Students are being warned of the dangers of spiking

Students are being warned of the dangers of spiking after recent incidents were brought to the Students’ Union’s attention in which students reported being the victims of drink spiking.

Heading the awareness campaign, Welfare Officer Lloyd Harris said, “Although these incidents have been isolated and few-in-number, the seriousness of the situation warrants a response.”

Quick to act, the Union have ordered 5000 anti-drink spiking ‘Spikey’ devices which can be picked up in any university venue which sells alcohol, such as as JC’s and Divas and have worked closely with partnership venues on Wind Street to ascertain that ‘Spikey’ devices can also be used at off-campus locations .

Spikey devices are inserted into the bottle neck and create a seal to prevent illegal substances being dropped into the bottle. A small hole for a straw to be inserted allows the customer to consume his/her drink without concern for his/her safety.

The design does not allow for easy removal of either the device or the straw to prevent tampering and its luminous colouring warns others that the bottle is protected.

Having been brought to the attention of the Union that ‘Spikey’ devices are only effective with bottled drinks, the Union has also ensured that plastic lids are available for drinks sold in a cup or glass.

History student, Carlie Andrews says she has been a victim of spiking twice; once during arrivals week in Tooters and once this past March.

Carlie said, “Both times I felt dizzy at the beginning and then all I remember is blacking out. I can’t remember what happened after getting spiked. I behaved completely differently to what I normally do when I’m just drunk though, I wasn’t myself at all.”

The second time I got spiked I was with my boyfriend and his friends. Apparently I was going into shock, had street wardens attending me and being sick repeatedly. I do not remember any of this.

My boyfriend’s mother is a nurse and sat up with me all night making sure I was ok. Looking back, I wish I did go to hospital as the side effects affected me all week. I was really ill and didn’t feel right in myself.

When I spoke to one of my friends who believes she got spiked as well, she experienced the same effects as I did and was very ill for days after it.”

Most date rape drugs take effect within 15-30 minutes and symptoms usually last for several hours.
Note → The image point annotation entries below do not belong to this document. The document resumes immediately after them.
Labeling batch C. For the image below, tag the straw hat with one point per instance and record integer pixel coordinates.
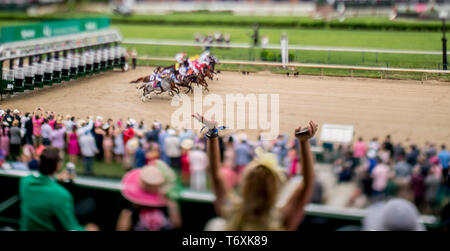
(81, 122)
(243, 137)
(171, 132)
(138, 185)
(187, 144)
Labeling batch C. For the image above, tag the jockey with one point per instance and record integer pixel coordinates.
(194, 64)
(204, 57)
(181, 59)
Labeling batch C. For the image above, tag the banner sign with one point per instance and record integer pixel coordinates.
(331, 133)
(51, 29)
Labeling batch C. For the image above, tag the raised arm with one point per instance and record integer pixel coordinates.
(294, 210)
(214, 162)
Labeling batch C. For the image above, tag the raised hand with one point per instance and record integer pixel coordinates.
(210, 124)
(312, 129)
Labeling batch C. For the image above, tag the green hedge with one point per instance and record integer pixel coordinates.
(227, 19)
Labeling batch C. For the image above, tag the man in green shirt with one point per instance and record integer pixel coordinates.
(45, 204)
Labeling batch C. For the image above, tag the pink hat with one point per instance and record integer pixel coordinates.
(434, 160)
(134, 183)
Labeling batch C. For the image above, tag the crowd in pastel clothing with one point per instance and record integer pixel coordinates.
(132, 144)
(386, 169)
(228, 163)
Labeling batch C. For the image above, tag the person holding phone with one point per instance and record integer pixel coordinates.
(254, 208)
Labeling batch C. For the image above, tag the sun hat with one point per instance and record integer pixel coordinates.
(136, 184)
(81, 122)
(434, 160)
(187, 144)
(242, 137)
(98, 123)
(131, 122)
(171, 132)
(394, 215)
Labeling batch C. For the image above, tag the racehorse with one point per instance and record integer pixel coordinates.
(165, 86)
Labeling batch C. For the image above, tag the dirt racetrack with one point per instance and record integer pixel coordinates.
(408, 110)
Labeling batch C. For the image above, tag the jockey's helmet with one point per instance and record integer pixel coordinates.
(180, 57)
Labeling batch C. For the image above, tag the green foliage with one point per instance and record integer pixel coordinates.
(227, 19)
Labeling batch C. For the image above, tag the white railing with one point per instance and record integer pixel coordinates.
(317, 66)
(139, 41)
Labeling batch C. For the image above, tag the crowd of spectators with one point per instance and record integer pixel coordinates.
(386, 169)
(131, 144)
(382, 170)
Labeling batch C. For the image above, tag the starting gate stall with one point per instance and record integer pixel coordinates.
(48, 70)
(19, 77)
(7, 81)
(39, 75)
(73, 65)
(83, 43)
(117, 55)
(111, 53)
(82, 64)
(29, 75)
(104, 60)
(57, 67)
(65, 73)
(89, 62)
(97, 61)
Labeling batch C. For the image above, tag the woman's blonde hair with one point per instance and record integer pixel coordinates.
(260, 186)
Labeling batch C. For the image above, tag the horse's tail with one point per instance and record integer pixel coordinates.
(137, 80)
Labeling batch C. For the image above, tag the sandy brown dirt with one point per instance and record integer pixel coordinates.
(405, 109)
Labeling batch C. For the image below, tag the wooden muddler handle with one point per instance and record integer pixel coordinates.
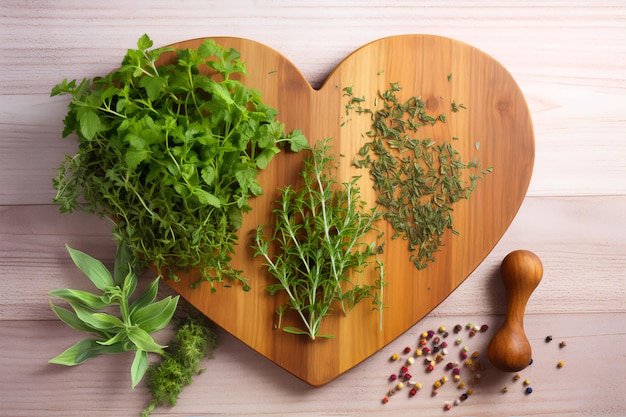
(509, 349)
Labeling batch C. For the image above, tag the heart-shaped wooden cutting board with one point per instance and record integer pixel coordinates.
(495, 128)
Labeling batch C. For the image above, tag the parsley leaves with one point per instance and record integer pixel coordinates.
(170, 154)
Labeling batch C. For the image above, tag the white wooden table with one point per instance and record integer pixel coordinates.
(569, 59)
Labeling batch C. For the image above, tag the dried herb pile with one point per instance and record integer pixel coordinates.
(416, 179)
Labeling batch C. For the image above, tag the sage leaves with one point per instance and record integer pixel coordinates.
(318, 240)
(92, 313)
(170, 154)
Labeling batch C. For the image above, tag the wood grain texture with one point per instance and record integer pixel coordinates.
(569, 61)
(496, 130)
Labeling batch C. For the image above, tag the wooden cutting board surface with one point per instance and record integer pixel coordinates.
(495, 128)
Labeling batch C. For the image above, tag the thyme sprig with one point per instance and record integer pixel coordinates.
(319, 232)
(416, 179)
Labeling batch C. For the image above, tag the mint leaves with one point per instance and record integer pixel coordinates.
(170, 155)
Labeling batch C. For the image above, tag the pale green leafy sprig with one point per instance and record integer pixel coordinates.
(318, 238)
(130, 330)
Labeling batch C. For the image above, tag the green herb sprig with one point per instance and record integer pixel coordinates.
(417, 180)
(170, 155)
(318, 234)
(131, 330)
(194, 341)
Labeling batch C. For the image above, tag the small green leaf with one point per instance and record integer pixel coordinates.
(84, 350)
(207, 198)
(89, 123)
(144, 42)
(139, 367)
(155, 316)
(264, 158)
(134, 157)
(72, 320)
(93, 268)
(146, 297)
(87, 299)
(297, 141)
(143, 341)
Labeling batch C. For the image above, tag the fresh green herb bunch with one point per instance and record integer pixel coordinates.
(318, 239)
(193, 342)
(130, 331)
(417, 181)
(170, 155)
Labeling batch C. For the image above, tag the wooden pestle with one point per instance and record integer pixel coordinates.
(509, 349)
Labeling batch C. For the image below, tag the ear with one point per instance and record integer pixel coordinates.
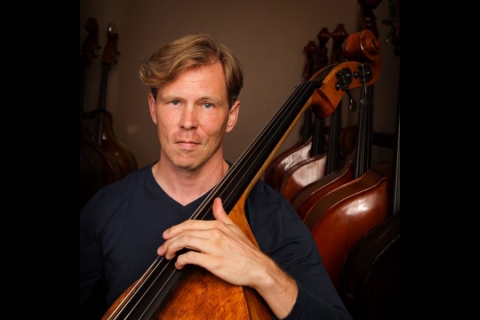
(153, 107)
(233, 116)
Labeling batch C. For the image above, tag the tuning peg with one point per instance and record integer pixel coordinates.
(344, 77)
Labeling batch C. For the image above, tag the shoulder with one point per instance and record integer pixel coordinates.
(110, 196)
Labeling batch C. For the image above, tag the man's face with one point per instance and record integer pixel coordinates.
(192, 116)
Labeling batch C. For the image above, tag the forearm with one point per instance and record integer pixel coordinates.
(278, 290)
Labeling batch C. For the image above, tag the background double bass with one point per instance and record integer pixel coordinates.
(97, 166)
(103, 132)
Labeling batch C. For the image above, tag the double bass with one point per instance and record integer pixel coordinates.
(299, 178)
(339, 219)
(165, 292)
(103, 133)
(97, 166)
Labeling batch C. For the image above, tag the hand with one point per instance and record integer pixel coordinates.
(222, 248)
(217, 245)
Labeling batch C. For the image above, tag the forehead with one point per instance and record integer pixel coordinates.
(206, 80)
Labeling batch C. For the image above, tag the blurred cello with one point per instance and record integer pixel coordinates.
(301, 149)
(162, 291)
(300, 178)
(371, 270)
(348, 212)
(103, 133)
(97, 167)
(348, 139)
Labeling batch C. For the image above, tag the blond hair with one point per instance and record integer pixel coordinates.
(192, 51)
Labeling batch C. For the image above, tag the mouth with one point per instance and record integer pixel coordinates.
(188, 145)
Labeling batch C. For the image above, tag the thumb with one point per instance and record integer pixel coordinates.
(219, 212)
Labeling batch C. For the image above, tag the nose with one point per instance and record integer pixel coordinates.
(189, 118)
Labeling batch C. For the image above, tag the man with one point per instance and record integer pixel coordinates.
(195, 82)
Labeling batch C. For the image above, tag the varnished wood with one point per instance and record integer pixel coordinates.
(343, 216)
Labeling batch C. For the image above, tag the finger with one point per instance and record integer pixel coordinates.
(188, 225)
(219, 212)
(196, 242)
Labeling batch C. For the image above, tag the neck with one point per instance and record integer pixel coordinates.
(187, 185)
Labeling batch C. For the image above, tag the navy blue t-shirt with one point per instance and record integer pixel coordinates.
(121, 229)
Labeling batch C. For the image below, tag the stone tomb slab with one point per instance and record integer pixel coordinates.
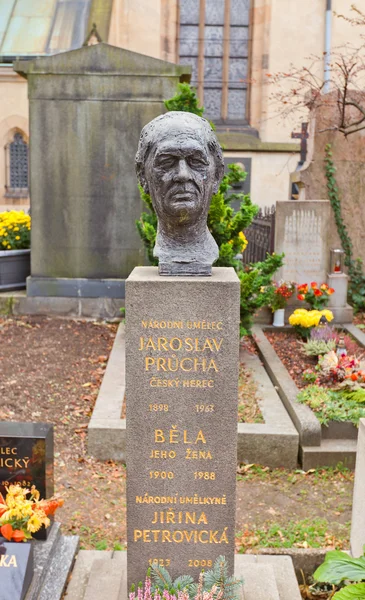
(302, 233)
(182, 345)
(26, 458)
(16, 570)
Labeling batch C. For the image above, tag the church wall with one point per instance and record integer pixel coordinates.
(13, 115)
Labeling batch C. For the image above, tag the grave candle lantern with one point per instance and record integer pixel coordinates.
(337, 260)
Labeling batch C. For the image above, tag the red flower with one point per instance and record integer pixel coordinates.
(6, 531)
(18, 535)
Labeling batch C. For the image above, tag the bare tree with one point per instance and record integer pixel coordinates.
(301, 88)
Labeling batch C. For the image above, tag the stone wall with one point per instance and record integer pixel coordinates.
(349, 160)
(87, 108)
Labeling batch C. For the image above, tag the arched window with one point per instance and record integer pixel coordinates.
(16, 153)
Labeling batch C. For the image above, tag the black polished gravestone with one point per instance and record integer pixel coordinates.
(26, 458)
(16, 570)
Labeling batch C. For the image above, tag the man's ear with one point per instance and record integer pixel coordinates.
(142, 178)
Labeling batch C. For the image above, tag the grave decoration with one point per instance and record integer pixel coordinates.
(23, 513)
(282, 291)
(182, 342)
(26, 458)
(30, 563)
(317, 296)
(16, 569)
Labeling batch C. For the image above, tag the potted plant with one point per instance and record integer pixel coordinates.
(281, 292)
(23, 513)
(14, 249)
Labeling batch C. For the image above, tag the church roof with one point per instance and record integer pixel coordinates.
(40, 27)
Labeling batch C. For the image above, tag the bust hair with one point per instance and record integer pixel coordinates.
(159, 129)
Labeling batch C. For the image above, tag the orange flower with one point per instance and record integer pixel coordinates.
(3, 506)
(6, 531)
(18, 535)
(49, 507)
(303, 288)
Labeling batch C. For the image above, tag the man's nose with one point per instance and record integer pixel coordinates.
(183, 171)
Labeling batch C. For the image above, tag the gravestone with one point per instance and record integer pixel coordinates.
(16, 570)
(357, 540)
(87, 107)
(26, 458)
(302, 233)
(182, 342)
(348, 155)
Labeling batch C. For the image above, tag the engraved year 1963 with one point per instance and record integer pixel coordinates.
(159, 407)
(201, 408)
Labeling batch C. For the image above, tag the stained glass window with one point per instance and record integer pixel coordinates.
(214, 40)
(17, 160)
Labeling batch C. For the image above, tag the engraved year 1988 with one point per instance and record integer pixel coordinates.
(204, 475)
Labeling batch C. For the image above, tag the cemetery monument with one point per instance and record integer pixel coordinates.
(182, 341)
(184, 245)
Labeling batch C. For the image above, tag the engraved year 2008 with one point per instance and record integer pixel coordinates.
(161, 475)
(199, 563)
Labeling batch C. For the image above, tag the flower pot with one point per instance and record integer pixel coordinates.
(279, 317)
(16, 569)
(14, 269)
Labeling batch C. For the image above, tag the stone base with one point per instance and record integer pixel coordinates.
(53, 561)
(99, 575)
(64, 287)
(273, 443)
(184, 269)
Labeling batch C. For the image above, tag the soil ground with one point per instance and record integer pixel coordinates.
(288, 347)
(51, 370)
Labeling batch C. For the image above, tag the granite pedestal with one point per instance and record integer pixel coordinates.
(182, 344)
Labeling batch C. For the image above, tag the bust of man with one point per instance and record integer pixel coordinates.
(180, 164)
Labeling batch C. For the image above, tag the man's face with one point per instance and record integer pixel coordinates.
(181, 174)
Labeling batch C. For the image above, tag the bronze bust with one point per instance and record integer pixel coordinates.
(179, 162)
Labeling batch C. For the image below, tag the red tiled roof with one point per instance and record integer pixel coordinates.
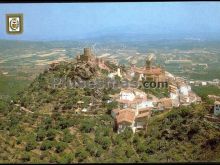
(166, 102)
(125, 115)
(135, 101)
(116, 110)
(152, 71)
(146, 114)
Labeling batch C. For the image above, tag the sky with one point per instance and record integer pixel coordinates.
(66, 21)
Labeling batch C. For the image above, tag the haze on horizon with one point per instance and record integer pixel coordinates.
(72, 21)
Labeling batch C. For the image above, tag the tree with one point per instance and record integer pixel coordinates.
(66, 158)
(67, 137)
(60, 147)
(41, 134)
(86, 126)
(51, 134)
(30, 145)
(25, 157)
(81, 154)
(46, 145)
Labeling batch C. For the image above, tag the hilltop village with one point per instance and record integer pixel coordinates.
(135, 106)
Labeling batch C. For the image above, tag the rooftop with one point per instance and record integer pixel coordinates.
(125, 115)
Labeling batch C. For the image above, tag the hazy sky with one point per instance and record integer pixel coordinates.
(78, 20)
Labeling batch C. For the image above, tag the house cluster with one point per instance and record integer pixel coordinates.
(133, 109)
(180, 92)
(216, 104)
(148, 72)
(92, 59)
(215, 82)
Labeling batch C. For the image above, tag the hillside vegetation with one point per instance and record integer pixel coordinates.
(41, 126)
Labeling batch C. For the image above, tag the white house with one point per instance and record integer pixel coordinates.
(127, 95)
(217, 108)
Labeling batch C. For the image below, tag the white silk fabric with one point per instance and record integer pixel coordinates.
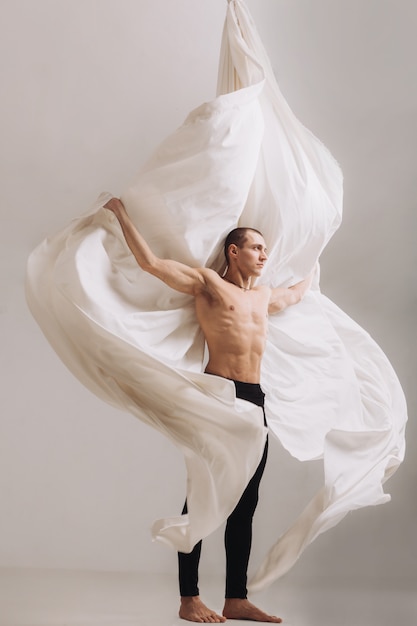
(331, 394)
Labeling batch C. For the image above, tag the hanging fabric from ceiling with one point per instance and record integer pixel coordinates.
(241, 159)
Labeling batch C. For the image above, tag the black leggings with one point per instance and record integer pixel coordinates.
(238, 533)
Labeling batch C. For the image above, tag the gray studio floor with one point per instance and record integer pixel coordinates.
(67, 598)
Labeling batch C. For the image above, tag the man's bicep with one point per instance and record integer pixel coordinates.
(179, 276)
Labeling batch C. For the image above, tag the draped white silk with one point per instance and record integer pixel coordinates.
(330, 391)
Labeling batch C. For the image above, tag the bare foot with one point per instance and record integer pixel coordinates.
(193, 610)
(237, 608)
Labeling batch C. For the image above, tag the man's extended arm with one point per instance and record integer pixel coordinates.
(283, 297)
(177, 275)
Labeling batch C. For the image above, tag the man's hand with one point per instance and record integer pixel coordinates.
(116, 206)
(283, 297)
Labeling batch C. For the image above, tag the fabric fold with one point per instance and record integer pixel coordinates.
(331, 394)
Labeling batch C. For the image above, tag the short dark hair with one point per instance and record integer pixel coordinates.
(238, 237)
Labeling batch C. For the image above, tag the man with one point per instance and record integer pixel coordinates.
(232, 313)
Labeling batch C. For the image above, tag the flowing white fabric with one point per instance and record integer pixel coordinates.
(331, 393)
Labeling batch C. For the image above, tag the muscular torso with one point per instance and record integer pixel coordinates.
(234, 323)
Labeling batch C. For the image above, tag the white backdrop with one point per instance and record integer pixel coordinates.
(89, 87)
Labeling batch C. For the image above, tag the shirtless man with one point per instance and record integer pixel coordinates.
(232, 313)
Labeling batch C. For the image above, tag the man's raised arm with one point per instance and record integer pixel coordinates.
(177, 275)
(283, 297)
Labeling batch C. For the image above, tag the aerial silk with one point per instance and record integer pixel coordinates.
(331, 394)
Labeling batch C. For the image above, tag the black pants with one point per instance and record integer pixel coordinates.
(238, 533)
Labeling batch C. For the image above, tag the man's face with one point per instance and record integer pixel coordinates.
(252, 256)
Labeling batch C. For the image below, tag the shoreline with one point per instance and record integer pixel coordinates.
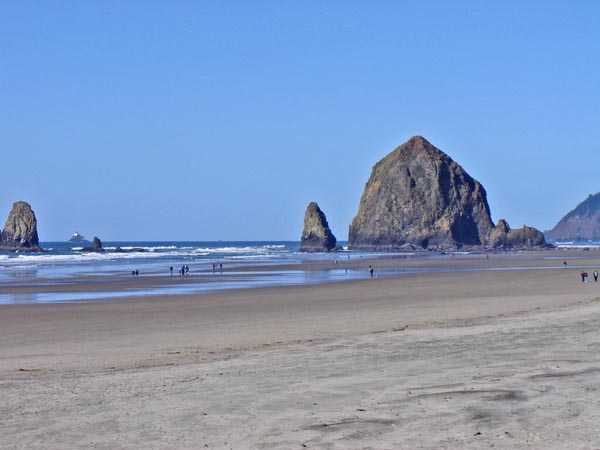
(455, 359)
(202, 280)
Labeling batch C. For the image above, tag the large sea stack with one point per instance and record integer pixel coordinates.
(316, 236)
(20, 230)
(581, 224)
(418, 196)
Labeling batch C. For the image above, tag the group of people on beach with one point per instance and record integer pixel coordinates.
(184, 270)
(584, 276)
Some of the most common symptoms are; difficulty concentrating or speaking, loss of balance and finding it hard to move, visual problems (particularly blurred vision), nausea, vomiting and memory loss (amnesia) or “blackouts”.

Often these symptoms can be assimilated to those experienced by someone who has consumed too much alcohol and can make it difficult for friends of the victim to identify that someone has been spiked.

Carlie said, “You don’t realize you have been spiked, especially after you have been drinking because you think it is just the effect of the alcohol.”

This can mean that victims are accused of drinking too much rather than being spiked and are left feeling isolated and afraid to report for fear they will not be believed.

Carlie did not report her suspicions, “I felt that no one would take me seriously at the time, just like the people I have told who think that I might have drunk too much on a night out. But I know my own body, and this never happens to me on a normal night out.”

Suspected victims of spiking of those who believe they have witnessed a case of spiking should report their suspicions to any bar staff member, bar supervisor, security staff, Students’ Union Officer or Advice and Support Centre staff.

Welfare officer, Lloyd Harris warns students, “drink spiking is often associated with malicious acts including violence, theft and drug-assisted sexual assault. It’s also used for misguided pranks or jokes. It’s important to note that drink spiking is illegal, whether or not a theft or assault has been carried out. “

Those who are found guilty of spiking someone’s drink can result in a sentence of a maximum of 10 years in prison for

anyone who is found guilty. If an assault, rape or robbery has also taken place, the sentence will be even higher.

What measures can students take themselves to prevent being spiked?

Top Tips from Lloyd:

Make sure you see your drink being poured or opened.

Drinking from the bottle?  Pick up a coloured
Spikey device.

Never leave your drink unattended

Politely decline drinks from strangers

Drink with friends and nominate a ‘drinks watcher’

Don’t share drinks or drink leftovers

Always drink sensibly and know your alcohol limit.